Just when we thought that the saga of new made-in-China Oakland Bay Bridge couldn’t get any worse, we were proven wrong. New evidence suggests there were major flaws in the rationale for outsourcing the project to China—and estimates of the jobs this project is taking away from Americans and the pollution it’s contributing to the environment have added insult to injury in this discouraging tale.
Though the New York Times originally cited American suppliers’ inability to perform work on such a large scale structure as the main reason behind the state of California’s decision to outsource the project to China, according to Foreign Policy’s, Clyde Prestowitz, this was not actually the case. “It turns out that the issue wasn't one of capability but of scheduling,” reports Prestowitz. “U.S. fabricators had the capacity and the capability to do the work but argued that the project would take more time than the Chinese were proposing in their bid.”
And so the state turned the project over to China, only to be subjected to one nightmare after another at the hands of their duplicitous overseas business partner. For one, the timeframe that the Chinese fabricators provided—the one that won them the expansive contract in the first—turned out to be completely unrealistic. According to Presotwitz:
“[The] Chinese have not been able to meet their own timetable, and the bridge is actually being built on the schedule originally proposed by the American fabricators. The first delivery of Chinese steel was more than a year late and the whole project is three years behind schedule and $5.2 billion over budget according to information provided by the National Steel Bridge Alliance…. So it looks like the Chinese low-balled their proposal in order to get the bid and then more than ate up the presumed savings by failing to meet their own timetable.”
Given China’s history of cheating to gain an advantage over American manufacturers, we’re not shocked that California fell victim to yet another scheme cooked up the behind the red curtain.
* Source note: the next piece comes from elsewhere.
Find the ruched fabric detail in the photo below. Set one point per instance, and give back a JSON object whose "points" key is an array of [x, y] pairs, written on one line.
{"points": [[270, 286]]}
What we are shocked about is that there hasn’t been more of a public backlash against what this decision has meant for state—namely the loss of thousands of potential manufacturing jobs in a state with an unemployment rate of 11.7%--2.5% higher than the national average:
“By proceeding with the project as it did, California exported more than 2,500 manufacturing jobs to China and then added insult to injury by spending taxpayer dollars to send 250 public and private workers to China to provide training. In effect, at a time of economic hardship and rising unemployment in the United States, the state of California provided funding and training to create jobs and make workers more competitive in China.”
In addition to racking up a colossal bill for the state of California, this project is creating a carbon footprint that completely defies the state’s reputation as a leader in environmental standards:
“The steel producers and fabricators in China don't even come close to meeting California's own green environmental standards… the bridge deal is shifting production from relatively green U.S. producers operating under California's tough environmental standards to brown Chinese producers whose work on the bridge is adding to the pollution of California air. In effect, the state is conniving to violate its own environmental standards in order to achieve savings that were never realistic and that have not only evaporated but become cost overruns.”
According to a A 2009 AAM report on China’s rapidly growing steel industry, China’s low standards and lax enforcement have not only contributed to global pollution, they have also enabled Chinese steel companies to enjoy unfair advantages over U.S. companies that operate under the strict pollution-control standards that keep our air safe. China derives great economic benefits from its failure to control pollution, giving it a significant advantage over its foreign competitors.
So there you have it—the latest installment in the story of California’s disastrous decision to outsource the construction of the Oakland bay bridge to Chinese contractors. We hope this serves as a cautionary to other states that are in the process of planning major infrastructure projects, and reiterates the importance of Keeping it Made in America.